Anisotropic purity of entangled photons from Cooper pairs in heterostructures

It was theoretically proposed that a forward-biased $p-n$ junction with a superconducting layer (P-N-S) would produce pure, polarization-entangled photons due to inherent spin-singlet pairing of electrons. However, any heterostructure interface generically induces Rashba spin-orbit coupling, which in turn generates a mixed singlet-triplet superconducting order parameter. Here we study the effect of triplet pairing on the purity of photons produced through Cooper pair recombination. A unique directional dependence of the state purity is found for a triplet superconductor with fixed $\mathit{d}$: pure, entangled photons are produced when the photon polarization axis is parallel to $\mathit{d}$. Induced triplet pairing in a singlet superconductor is shown to degrade the state purity, while induced singlet pairing in a triplet superconductor is shown to enhance the production of entangled pairs.
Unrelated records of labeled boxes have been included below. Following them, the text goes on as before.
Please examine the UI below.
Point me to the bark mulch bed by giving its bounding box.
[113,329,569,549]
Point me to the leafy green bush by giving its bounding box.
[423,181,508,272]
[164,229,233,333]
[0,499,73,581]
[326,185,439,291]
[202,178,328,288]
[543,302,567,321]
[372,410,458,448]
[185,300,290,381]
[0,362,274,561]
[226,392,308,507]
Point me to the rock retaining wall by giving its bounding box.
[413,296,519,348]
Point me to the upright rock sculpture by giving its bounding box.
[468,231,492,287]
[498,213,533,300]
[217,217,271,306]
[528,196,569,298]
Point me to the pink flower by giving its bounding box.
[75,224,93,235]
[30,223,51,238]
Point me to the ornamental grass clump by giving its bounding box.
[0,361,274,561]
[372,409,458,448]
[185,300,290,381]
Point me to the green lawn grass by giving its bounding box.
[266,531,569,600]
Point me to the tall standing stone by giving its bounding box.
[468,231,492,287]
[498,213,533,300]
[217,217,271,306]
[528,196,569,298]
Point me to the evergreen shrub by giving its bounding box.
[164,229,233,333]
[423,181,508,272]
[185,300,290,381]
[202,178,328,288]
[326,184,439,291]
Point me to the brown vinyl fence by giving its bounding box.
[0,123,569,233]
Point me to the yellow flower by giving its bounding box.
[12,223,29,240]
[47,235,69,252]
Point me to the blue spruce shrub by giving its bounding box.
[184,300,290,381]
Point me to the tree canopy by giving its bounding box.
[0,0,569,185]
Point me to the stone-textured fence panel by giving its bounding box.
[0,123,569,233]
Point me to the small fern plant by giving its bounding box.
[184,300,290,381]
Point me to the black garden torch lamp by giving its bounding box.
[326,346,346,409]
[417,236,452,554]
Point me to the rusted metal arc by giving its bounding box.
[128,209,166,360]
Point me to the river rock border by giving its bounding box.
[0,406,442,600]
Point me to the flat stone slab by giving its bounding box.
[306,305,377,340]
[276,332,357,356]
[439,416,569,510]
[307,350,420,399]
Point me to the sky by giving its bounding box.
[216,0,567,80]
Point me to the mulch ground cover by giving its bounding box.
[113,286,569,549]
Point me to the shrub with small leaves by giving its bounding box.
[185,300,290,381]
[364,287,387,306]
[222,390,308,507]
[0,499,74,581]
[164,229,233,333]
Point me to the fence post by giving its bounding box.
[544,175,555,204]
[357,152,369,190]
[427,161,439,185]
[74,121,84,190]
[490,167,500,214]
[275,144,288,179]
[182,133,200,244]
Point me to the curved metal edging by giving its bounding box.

These considerations may aid the design of functional devices to produce entangled photons.

Figure 1

(a) Schematic P-N-S heterostructure, consisting of a $p$-type semiconductor and an $n$-type semiconductor in which pairing is induced by the superconductor through the proximity effect. The heterostructure normal direction is defined by $\widehat{\mathit{n}}$; the photon polarization axis, by $\widehat{\mathit{z}}$; and a particular $\mathit{d}\left(\mathit{k}\right)$ vector direction, by $\widehat{{\mathit{d}}_{\mathit{k}}}$. The angle between $\widehat{\mathit{z}}$ and $\widehat{{\mathit{d}}_{\mathit{k}}}$ is taken to be ${\theta }_{\mathit{k}}$. (b) Schematic band structure of the semiconductors in the quantum well structure, showing the splitting of heavy-hole and light-hole bands.

Figure 2

(a) Calculated purity of photon pairs produced by spin-triplet Cooper pairs as a function of the polar angle $\theta$ between the photon polarization axis $\widehat{\mathit{z}}$ and the $\mathit{d}$ vector and (b) full angular dependence. (c) Purity of photon pairs for triplet fraction $t=0.77$ as a function of the polar angle $\theta$ between the photon axis $\widehat{\mathit{z}}$ and the $\mathit{d}$ vector and (d) full angular dependence.

Figure 3

Illustration of the induced $\mathit{d}$ vector from $s$-wave pairing due to Rashba SOC, shown as blue arrows on the Fermi surface in red. When the photon axis lies in the plane of the heterostructure, there are two parallel $\mathit{d}$ vectors at $\pm {\mathit{k}}_{\parallel }$, and two perpendicular at $\pm {\mathit{k}}_{\perp }$. All Cooper pairs, except those with $\pm {\mathit{k}}_{\parallel }$, make a finite angle ${\theta }_{\mathit{k}}$ with $\widehat{\mathit{z}}$ and thus degrade the state purity.